Options-x (-- remove) and-X (-- remove-file) delete acl rules.

Set the ACL Access Control List:

Setfacl-m u: zyq: rwx test. sh
The user corresponds to ACL_USER_OBJ and ACL_USER, which are abbreviated as u.
Group corresponds to ACL_GROUP_OBJ and ACL_GROUP, abbreviated as g
Corresponding to ACL_MASK
The corresponding ACL_OTHER of other is abbreviated as o
The second field is called qualifier. That is, the zyq and jackuser groups in the preceding example. It defines specific users and user groups.
Permission for files. Here we can also find that only user and group have qualifier, and others are empty.
The third field is the familiar permission. It is defined like the Linux permission, so we will not talk about it here.
When ACL access control is set, A + number is added at the end of the file permission.

Chacl

Chacl is a command used to change the access control list of files or directories.
The format of the chacl command is: chacl acl filename1 filename2
Chacl is a command used to change the File Access Control List.
-B indicates that there are two ACLs to be modified. The first acl is the File acl, and the last one is the default acl of the directory.
-D: Set the default acl of the directory. This option is useful. If the default acl of a directory is specified, the files or directories created under the directory inherit the acl of the directory.
-R: only deletes the object acl.
-D only deletes the default acl of the Directory, which is the reverse operation of-d.
-B: Delete the default acl for files and directories. Yes-B's reverse operation.
-R recursively modifies the acl permissions of files and directories.
-L acl permission for listing files and directories.

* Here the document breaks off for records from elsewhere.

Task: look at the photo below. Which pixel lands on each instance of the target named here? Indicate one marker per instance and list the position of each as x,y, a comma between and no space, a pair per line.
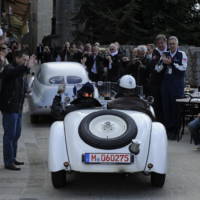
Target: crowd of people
159,68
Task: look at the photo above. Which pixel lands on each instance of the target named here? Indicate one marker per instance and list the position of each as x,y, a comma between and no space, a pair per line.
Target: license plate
107,158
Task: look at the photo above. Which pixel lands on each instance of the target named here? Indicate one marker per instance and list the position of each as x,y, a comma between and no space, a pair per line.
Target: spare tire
107,129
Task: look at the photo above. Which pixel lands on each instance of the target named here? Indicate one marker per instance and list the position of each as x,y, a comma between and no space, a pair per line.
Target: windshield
108,90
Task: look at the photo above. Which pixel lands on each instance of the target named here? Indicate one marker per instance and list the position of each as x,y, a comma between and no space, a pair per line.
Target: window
73,80
57,80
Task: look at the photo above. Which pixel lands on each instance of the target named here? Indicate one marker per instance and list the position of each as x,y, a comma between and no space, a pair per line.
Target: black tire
107,143
34,119
157,180
58,179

After ACL is used, setfacl-x is used to delete the ACL attributes of all files. The "+" symbol will still appear at the end of the file. If you do not want it to be displayed, you can use chacl-B.
When using cp to copy a file, we can now add the-p option. In this way, the ACL attribute of the file will be copied when the file is copied. A warning will be given for the ACL attribute that cannot be copied.
The mv command will move the ACL attribute of the file by default. If the operation is not allowed, a warning will be given.

MASK and valid tive

ACL_MASK is another key to ACL control. ACL_MASK specifies the maximum permissions of ACL_USER, ACL_GROUP_OBJ, and ACL_GROUP. when we set the ACL_USER or ACL_GROUP of a file, ACL_MASK will also be defined. Once the file is configured with an ACL, the user group permission of the file will be replaced with the ACL_Mask value.

Default ACL

The Default ACL is used to set the Default ACL for a directory. All files created in this directory inherit the ACL of this directory. The ACL defines the default option, when a user has the default read, write, excute/search permission. however, files cannot be deleted or created. If you need to execute permissions, you need to change the ACL_USER of the directory to the user before deleting and creating files in that directory.